Monday, January 19, 2015

Tivoli COE: Publish Compensation Details

 The recent outpouring of consternation about the financial  costs being incurred by the Tivoli Commission Of Enquiry is understandable in the context of competing national priorities. These  are being neglected, in part, due to financial constraints imposed upon and by the Ministry of Finance in conjunction with the International monetary Fund (IMF).
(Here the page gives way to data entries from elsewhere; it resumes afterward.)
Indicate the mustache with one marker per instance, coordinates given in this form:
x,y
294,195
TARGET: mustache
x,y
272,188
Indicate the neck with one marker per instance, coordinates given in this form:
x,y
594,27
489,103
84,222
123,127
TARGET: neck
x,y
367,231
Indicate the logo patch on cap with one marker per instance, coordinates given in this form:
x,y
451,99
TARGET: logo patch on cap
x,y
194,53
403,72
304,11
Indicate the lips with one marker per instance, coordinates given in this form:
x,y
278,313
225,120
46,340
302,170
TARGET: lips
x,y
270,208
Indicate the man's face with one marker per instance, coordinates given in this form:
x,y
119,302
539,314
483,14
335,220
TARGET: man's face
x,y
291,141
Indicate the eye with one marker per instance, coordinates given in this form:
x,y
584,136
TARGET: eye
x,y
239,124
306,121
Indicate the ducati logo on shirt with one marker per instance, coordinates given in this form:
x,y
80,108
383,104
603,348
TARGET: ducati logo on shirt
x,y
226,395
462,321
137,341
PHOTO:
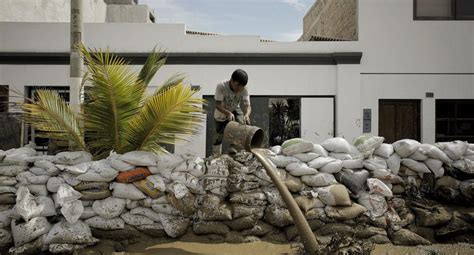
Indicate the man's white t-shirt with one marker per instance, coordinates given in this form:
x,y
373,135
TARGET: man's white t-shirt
x,y
230,99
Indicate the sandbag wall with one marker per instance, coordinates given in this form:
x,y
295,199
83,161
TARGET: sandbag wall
x,y
65,202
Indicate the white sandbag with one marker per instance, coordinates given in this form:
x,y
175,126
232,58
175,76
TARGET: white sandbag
x,y
281,161
333,195
376,186
385,150
375,204
26,205
99,171
455,150
12,170
27,177
435,166
67,233
67,194
435,153
26,232
416,166
7,180
140,158
386,176
276,149
336,144
105,224
157,181
353,163
72,158
340,156
404,148
7,189
78,169
189,180
332,167
87,213
393,163
306,157
319,180
296,145
72,211
365,143
127,191
109,208
320,162
136,220
318,149
53,184
465,165
375,163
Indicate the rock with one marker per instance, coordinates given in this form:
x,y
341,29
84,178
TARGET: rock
x,y
363,231
408,238
332,228
344,212
260,229
379,239
431,216
210,227
128,233
455,227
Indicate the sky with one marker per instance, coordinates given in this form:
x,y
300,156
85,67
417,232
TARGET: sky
x,y
279,20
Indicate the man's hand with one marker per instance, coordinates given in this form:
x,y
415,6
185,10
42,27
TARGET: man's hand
x,y
247,119
230,116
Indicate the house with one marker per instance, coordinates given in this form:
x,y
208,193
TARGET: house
x,y
407,73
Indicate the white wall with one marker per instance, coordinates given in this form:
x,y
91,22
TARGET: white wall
x,y
49,10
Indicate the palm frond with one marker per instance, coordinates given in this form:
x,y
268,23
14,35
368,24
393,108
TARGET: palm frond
x,y
114,98
153,63
165,118
52,116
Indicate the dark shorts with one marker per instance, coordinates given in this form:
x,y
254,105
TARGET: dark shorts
x,y
220,126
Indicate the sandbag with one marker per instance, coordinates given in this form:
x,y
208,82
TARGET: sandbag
x,y
295,146
355,181
318,149
375,204
376,186
106,224
147,187
127,191
136,220
365,143
332,167
344,212
319,180
109,208
333,195
281,161
404,148
28,231
140,158
72,158
416,166
66,233
385,150
134,175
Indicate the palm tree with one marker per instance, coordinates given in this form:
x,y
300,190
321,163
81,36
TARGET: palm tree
x,y
117,113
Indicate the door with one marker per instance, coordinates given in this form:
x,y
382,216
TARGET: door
x,y
399,119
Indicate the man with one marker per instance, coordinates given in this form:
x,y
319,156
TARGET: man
x,y
229,94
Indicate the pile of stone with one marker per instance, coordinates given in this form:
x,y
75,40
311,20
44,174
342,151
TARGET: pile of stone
x,y
370,191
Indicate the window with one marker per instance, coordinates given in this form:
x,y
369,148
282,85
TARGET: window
x,y
443,9
454,120
3,98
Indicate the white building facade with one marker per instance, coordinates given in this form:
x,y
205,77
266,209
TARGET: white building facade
x,y
396,58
The Minister Of Justice, Senator Mark Golding, has stated on radio ("This Morning" on Nationwide) that "close to a $1 billion" has already been spent, primarily by the Ministry Of Labour & Social Security, in the aftermath of the Tivoli incursion/siege.
Member of Parliament, Desmond McKenzie, has refuted that amount ; countering that the "sum of $100 million" was the amount tabled in a report to the Parliament by the Minister of Labour & Social Security.

Now there is a world of difference between the amounts being stated as having been spent on Tivoli Gardens residents by the JLP Administration. More importantly, the amount spent is taxpayers' money.

Clearly whatever is the amount that was expended it is clear that;
 (a) it is deemed insufficient compensation for the damage caused by agents of the state; and
 (b) that the PNP Administration is not keen to devote additional sums to a JLP garrison, for actions              undertaken during a JLP Administration, ostensibly aimed at apprehending a JLP don.

The argument has been made that money being spent for the Tivoli COE could have been better spent on compensating the victims, repairing the damage done to physical structure and providing economic opportunities in Tivoli Gardens.

Additionally, there is also the view that, given the national financial constraints,  little or nothing will be left for the victims after the Tivoli COE has been completed. It is therefore critical that the budget for the Tivoli Commission of Enquiry be finalised and published.

The Government of Jamaica (GOJ) has an obligation to publish the complete details of the sums paid out in the aftermath of the Tivoli incursion. The taxpayers have a right to know how the money was allocated, the claims that were made, the proportion which were settled, and the details of the damage recognised as being occasioned by the security forces.